Rituximab (intravenous and intrathecal) is another option that I have not completely scrapped from my list. I think that would work to stop my progression which I blame entirely on the B cells. A recent MRI has shown that the CNS lesions are stable for the last 7 years; I attribute my progression to spinal column lesions and B-cells, and; interestingly, to the muscles themselves that weaken (physio and NMES may help there). I see multiple experiments with Rituximab to deplete B cells in the Progressive MS Alliance. But it is expensive, and my insurance does not want to pay.

Endoxan also could be a possibility to stop the progression. And somewhere deep down, there is this hope that things will slow down or stop above 60 years of age (I am 59) because the B cell production will drop down. Without going into detail, I think that I can see several examples of that happening, in my own family (but not MS related) as well as in progression chart that was presented by Alan Thompson at the ECTRIMS 2015 conference.

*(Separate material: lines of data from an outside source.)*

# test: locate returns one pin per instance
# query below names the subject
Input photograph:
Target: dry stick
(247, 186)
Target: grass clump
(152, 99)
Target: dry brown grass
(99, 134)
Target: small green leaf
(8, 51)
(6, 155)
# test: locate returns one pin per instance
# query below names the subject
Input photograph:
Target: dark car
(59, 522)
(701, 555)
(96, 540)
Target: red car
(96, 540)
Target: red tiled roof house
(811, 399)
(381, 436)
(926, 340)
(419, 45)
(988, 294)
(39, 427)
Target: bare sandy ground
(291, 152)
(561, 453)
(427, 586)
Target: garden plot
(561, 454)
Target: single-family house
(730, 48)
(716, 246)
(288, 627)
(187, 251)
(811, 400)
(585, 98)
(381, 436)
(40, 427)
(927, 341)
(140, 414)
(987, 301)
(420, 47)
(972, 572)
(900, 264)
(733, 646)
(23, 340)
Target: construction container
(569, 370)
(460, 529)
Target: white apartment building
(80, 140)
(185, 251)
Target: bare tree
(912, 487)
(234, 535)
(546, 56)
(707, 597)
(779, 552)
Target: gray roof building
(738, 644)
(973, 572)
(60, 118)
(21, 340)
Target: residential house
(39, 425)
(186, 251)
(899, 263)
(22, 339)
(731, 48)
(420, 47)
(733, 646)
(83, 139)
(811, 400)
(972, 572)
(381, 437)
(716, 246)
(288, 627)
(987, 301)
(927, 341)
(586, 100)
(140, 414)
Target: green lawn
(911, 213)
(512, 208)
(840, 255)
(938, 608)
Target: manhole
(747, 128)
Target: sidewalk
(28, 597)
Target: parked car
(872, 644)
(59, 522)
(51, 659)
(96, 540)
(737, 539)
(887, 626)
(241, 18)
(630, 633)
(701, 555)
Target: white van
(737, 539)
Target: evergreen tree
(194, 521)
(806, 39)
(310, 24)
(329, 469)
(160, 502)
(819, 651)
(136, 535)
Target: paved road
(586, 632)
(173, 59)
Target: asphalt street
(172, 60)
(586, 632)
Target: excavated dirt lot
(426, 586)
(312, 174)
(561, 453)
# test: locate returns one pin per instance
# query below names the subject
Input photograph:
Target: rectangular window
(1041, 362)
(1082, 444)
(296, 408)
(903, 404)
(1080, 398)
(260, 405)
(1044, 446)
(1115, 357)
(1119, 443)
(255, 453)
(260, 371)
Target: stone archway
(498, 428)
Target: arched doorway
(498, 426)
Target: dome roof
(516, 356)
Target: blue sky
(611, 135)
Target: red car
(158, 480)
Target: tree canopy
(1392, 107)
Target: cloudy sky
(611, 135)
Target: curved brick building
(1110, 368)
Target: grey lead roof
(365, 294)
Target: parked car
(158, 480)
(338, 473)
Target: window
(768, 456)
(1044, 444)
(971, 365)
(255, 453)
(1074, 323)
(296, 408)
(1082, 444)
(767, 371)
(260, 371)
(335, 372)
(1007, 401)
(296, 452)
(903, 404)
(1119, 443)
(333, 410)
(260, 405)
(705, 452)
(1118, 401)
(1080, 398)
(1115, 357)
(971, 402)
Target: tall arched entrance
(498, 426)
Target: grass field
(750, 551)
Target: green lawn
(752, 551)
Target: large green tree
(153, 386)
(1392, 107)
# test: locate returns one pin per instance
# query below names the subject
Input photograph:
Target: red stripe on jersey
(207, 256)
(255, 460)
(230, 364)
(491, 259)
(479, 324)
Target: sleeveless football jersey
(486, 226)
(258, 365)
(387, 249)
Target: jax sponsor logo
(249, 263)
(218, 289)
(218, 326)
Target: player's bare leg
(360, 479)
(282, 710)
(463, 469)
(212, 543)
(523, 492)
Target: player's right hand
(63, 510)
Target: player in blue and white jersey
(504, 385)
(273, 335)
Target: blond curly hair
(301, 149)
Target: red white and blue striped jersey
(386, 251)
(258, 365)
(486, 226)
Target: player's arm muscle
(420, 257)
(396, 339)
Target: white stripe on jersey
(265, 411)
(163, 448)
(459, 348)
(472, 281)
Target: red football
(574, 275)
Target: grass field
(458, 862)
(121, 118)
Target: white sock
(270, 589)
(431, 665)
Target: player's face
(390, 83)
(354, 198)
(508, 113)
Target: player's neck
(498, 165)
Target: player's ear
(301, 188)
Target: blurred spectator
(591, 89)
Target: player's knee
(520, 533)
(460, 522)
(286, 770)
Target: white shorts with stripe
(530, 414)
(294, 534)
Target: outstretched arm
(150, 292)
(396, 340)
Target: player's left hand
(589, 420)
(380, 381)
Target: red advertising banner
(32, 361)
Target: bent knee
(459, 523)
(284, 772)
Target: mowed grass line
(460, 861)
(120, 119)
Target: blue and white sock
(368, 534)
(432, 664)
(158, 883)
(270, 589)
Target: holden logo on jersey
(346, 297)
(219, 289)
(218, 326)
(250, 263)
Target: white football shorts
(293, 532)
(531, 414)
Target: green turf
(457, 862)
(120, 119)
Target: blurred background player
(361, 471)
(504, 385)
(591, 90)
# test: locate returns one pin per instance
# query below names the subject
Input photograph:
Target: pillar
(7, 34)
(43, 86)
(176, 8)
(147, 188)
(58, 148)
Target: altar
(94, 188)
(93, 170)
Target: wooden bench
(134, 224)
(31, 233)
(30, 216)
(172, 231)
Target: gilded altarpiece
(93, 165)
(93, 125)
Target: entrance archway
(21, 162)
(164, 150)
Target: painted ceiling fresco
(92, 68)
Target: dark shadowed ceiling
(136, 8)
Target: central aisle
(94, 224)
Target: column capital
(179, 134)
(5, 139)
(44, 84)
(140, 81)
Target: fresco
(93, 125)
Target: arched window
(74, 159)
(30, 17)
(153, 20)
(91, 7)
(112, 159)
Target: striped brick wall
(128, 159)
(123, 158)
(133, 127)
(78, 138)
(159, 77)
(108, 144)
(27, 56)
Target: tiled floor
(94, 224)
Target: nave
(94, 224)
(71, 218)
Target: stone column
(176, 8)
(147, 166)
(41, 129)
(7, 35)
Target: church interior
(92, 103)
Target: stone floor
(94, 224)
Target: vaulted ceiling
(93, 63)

As you are interested in the technicalities of the disease and how EBV primes the cells, this paper might interest you.
http://www.ncbi.nlm.nih.gov/books/NBK6235/

The word recombination is counted 13 times.

Just a few quotes:

The “pacification” of a retroviral gene is not straightforward. Retroviruses carry with them a number of cis- and trans-acting mechanisms optimized to suit a free-living exogenous virus, making them potentially dangerous to the host even after eons, when the integrated viral gene (“provirus”, or “virogene”) has been severely damaged. Eukaryotic cells probably have been exposed to retroelements since their very beginning. More than half of the human genome has probably undergone reverse transcription before incorporation. Thus, many defence mechanisms against damage from newly acquired retroelements must exist. Some are known. Methylation8 and inhibitory RNA9 are two of them. Previous ERV integrations may protect against new ones in several ways.10 However, in principle there are two major causes of disease; either i. there are adverse environmental influences, i.e., a conflict of interest between an invading microbe and the host, occasionally being negative for the host, or ii. there are imperfections in the host machinery itself, such disease being of a degenerative or chance nature. The subject of this essay has elements of both. We will discuss disease from the aspect of the interplay between host and retrovirus as a price for the evolutionary flexibility provided by the ERV.
...
HERV Polymorphism
HERVs, like other repetitive elements, can give rise to illegitimate homologous recombination (see below). This has been observed in the MHC region.68
Single nucleotide polymorphism (SNP) also occurs in HERVs.69-71 This is to be expected from genes who mostly mutate at a “pseudogene” rate.

...
Herpesvirus—ERV Interaction: Does EBV Use a HERV for Stimulation of B Cell Growth?
The suggested chain of effects is reminiscent of that of MMTV, which also activates a T cell to secrete B cell growth factors via a viral superantigen in order to stimulate growth of its host cell, the B cell. In this case, the benefactor allegedly is EBV.
...
Thus, it is not unlikely that these viruses may utilize each other. The love and hate relationship between the human organism and a HERV then becomes a triangle drama.In this review we have analysed the pathogenic potential of HERVs from an evolutionary perspective. Although the great majority of HERVs probably will prove not be pathogenic, there is now enough information to justify a search for correlation to human disease. There are leads for further research on seminoma, MS, schizophrenia, placental defects, gene loss and SLE.


best Leo
Last edited by Leonard on Thu Nov 26, 2015 6:31 am, edited 1 time in total.